This is a purely technical blog concerning topics such as Python, Ruby, Scala, Go, Linux, open source software, the Web, and lesser-known programming languages. Ad maiorem Dei gloriam inque hominum salutem.
Monday, June 25, 2007
Random Comments from Google Developer Day
I went to Google Developer Day. Yeah, yeah, I know, that was weeks ago, and I'm only finally blogging about it now. Better late than never! Here are some random, sparse comments:
Google Infrastructure Talk
Google was still at Stanford in '97. In their current design for servers, they went back to not using cases for the servers. They're still using low end hardware. Note that GFS is not at the kernel level. They have 200+ clusters. MapReduce is not used for user search. It's more for heavy duty tasks like indexing. BigTable is pretty amazing. It's a distributed, multi-dimensional, sparse map. They have fine-grained load balancing and fast recovery. They have distributed locks and a locking service. Their largest [BigTable?] is 3000TB on several thousand machines. I asked, and he said that open sourcing GFS "isn't unthinkable".
Google Web Toolkit
Alex Martelli's Design Patterns in Python Talk
This is the third time I've seen this talk, and this time I was able to understand everything he said ;)

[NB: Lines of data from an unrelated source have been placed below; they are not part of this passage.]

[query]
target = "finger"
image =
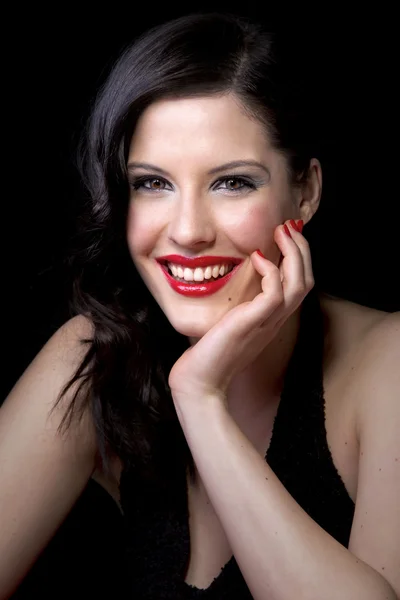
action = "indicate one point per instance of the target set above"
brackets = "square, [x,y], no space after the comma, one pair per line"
[292,266]
[304,248]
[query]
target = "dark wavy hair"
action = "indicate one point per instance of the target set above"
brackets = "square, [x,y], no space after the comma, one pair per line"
[123,377]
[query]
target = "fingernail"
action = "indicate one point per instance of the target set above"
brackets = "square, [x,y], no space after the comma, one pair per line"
[286,230]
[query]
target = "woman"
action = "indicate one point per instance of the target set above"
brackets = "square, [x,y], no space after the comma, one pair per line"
[242,419]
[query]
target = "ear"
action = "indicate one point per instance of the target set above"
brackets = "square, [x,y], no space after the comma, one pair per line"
[308,195]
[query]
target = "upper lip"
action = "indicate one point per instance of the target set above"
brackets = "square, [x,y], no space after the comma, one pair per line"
[198,261]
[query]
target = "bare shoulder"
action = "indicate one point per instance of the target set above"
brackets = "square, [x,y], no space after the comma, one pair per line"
[347,323]
[42,471]
[359,343]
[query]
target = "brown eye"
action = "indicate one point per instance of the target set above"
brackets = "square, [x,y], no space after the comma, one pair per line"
[155,184]
[234,184]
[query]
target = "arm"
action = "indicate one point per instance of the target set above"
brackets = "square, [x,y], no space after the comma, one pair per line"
[42,473]
[282,553]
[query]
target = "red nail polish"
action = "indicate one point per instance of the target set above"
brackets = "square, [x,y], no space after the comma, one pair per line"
[286,230]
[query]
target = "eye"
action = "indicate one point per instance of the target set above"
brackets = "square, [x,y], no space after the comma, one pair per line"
[235,184]
[151,184]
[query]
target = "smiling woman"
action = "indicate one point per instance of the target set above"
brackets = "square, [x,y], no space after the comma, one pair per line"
[205,381]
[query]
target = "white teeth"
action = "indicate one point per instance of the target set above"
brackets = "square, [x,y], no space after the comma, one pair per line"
[188,274]
[208,273]
[199,274]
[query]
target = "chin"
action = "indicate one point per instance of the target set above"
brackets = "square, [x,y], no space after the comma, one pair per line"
[191,327]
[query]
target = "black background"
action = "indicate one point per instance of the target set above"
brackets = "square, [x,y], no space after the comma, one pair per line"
[54,66]
[54,63]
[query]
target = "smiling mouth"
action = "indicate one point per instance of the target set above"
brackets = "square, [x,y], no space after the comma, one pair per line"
[203,275]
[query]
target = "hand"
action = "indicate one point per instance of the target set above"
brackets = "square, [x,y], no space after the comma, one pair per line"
[207,368]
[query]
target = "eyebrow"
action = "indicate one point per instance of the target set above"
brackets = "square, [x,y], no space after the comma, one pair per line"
[230,165]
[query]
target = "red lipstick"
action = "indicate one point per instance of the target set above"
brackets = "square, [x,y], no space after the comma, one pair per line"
[198,289]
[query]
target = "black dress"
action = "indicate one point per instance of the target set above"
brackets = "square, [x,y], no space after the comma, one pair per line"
[156,527]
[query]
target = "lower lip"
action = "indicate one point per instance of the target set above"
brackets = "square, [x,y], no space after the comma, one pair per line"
[201,288]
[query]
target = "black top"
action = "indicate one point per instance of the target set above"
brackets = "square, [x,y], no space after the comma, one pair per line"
[157,527]
[97,553]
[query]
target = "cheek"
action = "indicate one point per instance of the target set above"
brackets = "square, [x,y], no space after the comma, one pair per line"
[255,228]
[141,230]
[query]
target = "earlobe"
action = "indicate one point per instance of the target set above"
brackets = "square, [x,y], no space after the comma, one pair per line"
[311,191]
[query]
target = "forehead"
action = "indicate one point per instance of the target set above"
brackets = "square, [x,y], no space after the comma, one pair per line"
[209,124]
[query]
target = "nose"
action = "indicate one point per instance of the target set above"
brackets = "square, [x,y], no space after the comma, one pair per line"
[191,223]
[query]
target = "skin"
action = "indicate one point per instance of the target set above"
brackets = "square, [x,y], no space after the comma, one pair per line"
[188,213]
[240,349]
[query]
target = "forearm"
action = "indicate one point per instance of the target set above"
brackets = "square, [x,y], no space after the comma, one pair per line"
[282,552]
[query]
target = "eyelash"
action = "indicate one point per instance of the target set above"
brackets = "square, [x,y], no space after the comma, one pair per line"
[138,183]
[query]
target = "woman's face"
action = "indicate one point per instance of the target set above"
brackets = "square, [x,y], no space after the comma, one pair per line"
[188,203]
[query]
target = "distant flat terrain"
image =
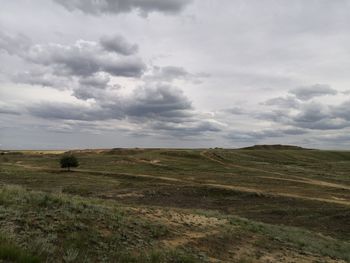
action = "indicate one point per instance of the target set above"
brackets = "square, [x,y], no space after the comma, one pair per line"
[258,204]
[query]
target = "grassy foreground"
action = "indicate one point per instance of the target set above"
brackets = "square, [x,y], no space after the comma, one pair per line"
[156,205]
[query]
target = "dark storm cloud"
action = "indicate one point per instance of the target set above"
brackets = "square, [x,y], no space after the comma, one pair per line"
[309,92]
[118,44]
[123,6]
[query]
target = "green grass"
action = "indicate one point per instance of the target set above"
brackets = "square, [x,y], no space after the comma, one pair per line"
[104,211]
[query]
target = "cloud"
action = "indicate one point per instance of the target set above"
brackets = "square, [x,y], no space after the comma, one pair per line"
[160,109]
[118,44]
[13,43]
[84,58]
[283,102]
[309,92]
[124,6]
[159,101]
[171,73]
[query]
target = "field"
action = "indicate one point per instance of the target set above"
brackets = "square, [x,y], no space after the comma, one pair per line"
[176,205]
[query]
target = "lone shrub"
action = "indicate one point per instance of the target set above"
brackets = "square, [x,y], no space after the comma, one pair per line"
[68,161]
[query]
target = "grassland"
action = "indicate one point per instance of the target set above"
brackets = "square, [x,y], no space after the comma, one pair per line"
[169,205]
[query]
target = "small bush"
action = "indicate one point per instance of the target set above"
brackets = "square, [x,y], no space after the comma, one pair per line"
[68,161]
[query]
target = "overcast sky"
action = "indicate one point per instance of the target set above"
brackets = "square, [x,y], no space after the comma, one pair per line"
[174,73]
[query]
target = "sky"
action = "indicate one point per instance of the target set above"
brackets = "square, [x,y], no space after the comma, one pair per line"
[175,73]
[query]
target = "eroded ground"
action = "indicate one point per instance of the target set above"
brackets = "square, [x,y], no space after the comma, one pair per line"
[157,205]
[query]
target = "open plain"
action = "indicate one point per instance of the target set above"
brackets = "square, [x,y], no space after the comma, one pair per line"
[262,204]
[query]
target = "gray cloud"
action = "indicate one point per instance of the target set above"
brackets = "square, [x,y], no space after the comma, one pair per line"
[283,102]
[162,110]
[83,59]
[309,92]
[118,44]
[124,6]
[158,101]
[13,43]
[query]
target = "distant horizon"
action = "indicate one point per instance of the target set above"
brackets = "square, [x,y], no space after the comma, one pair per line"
[175,74]
[170,148]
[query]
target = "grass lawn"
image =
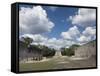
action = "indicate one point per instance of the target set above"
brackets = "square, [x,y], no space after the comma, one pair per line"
[57,63]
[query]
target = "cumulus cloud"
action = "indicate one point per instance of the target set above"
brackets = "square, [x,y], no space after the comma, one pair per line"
[87,35]
[84,17]
[71,34]
[89,31]
[34,20]
[53,8]
[37,38]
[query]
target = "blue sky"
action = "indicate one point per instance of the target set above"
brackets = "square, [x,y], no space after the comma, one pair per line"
[57,26]
[59,17]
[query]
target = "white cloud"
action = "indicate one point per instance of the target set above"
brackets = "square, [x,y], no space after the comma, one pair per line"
[53,8]
[34,20]
[37,38]
[84,17]
[89,31]
[87,35]
[84,39]
[71,34]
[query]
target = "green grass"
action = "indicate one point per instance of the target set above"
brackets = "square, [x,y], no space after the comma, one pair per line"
[54,64]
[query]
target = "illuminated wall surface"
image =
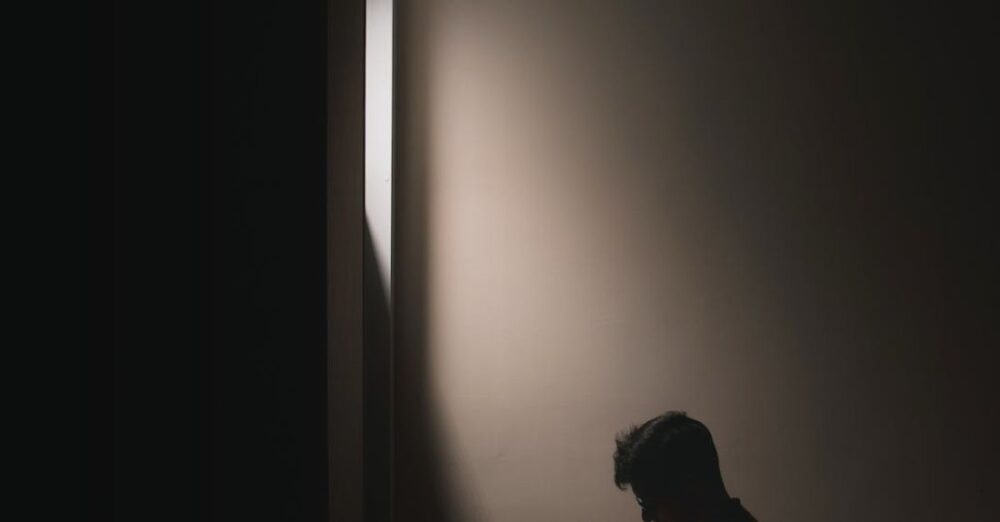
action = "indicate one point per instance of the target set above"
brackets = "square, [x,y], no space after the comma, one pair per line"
[610,209]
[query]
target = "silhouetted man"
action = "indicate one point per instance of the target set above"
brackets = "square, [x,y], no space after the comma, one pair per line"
[671,463]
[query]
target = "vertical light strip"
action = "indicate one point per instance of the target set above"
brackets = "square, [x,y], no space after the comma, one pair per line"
[378,134]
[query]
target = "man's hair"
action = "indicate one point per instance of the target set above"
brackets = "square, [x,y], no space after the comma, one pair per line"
[665,455]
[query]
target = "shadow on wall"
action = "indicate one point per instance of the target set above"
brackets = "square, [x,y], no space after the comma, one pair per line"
[815,277]
[422,487]
[377,368]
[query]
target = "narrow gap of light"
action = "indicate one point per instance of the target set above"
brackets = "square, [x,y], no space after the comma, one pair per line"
[378,133]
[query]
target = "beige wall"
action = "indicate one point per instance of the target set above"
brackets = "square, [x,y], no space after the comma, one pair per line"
[610,209]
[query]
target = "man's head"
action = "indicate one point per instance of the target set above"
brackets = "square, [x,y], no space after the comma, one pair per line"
[672,466]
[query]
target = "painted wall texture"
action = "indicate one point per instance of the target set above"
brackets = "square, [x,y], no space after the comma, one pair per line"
[606,210]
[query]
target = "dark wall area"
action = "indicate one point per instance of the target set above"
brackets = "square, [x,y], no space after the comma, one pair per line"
[220,261]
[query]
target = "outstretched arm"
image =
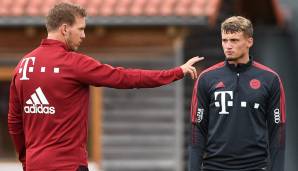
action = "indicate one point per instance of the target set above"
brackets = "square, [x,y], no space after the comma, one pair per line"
[188,67]
[90,71]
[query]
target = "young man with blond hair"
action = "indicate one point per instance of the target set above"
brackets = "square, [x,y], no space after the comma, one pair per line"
[49,93]
[238,109]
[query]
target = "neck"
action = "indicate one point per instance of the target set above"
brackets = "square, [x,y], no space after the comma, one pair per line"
[242,60]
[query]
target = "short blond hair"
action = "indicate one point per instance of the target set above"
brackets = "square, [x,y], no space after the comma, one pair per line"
[63,13]
[237,24]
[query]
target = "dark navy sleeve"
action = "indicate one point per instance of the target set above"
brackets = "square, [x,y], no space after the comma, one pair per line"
[199,117]
[276,119]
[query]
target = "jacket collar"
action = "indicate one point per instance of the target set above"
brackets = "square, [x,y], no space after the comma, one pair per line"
[52,42]
[239,67]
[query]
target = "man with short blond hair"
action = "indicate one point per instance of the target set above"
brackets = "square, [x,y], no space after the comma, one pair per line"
[238,109]
[49,93]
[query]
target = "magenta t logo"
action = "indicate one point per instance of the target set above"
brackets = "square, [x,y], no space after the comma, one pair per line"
[223,100]
[24,67]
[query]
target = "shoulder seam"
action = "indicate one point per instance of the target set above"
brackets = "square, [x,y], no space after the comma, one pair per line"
[263,67]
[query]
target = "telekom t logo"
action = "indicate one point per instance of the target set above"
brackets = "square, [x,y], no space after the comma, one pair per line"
[222,101]
[24,67]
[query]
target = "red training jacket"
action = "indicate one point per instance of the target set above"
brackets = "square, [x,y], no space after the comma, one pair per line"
[48,106]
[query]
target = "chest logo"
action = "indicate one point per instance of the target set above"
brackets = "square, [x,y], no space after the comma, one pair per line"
[220,85]
[255,84]
[38,104]
[223,99]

Theorizing the Data: Avoiding the Capital Mistake
This was a great talk about statistical approaches to linguistics. Probability stats papers were really big at the ACM in 2006. Everyone is fighting the spam problem. The speaker emphasized that more data results in better results, which is why he went to Google. Lots of data results in good machine learning which results in more useable language translations. In trying to do automated translations, nothing matter more than statistics. Getting hints from linguists wasn't all that helpful when they tried it. It would appear that humans may learn language by having a statistical understanding of patterns; after all, there are too many rules with too many exceptions.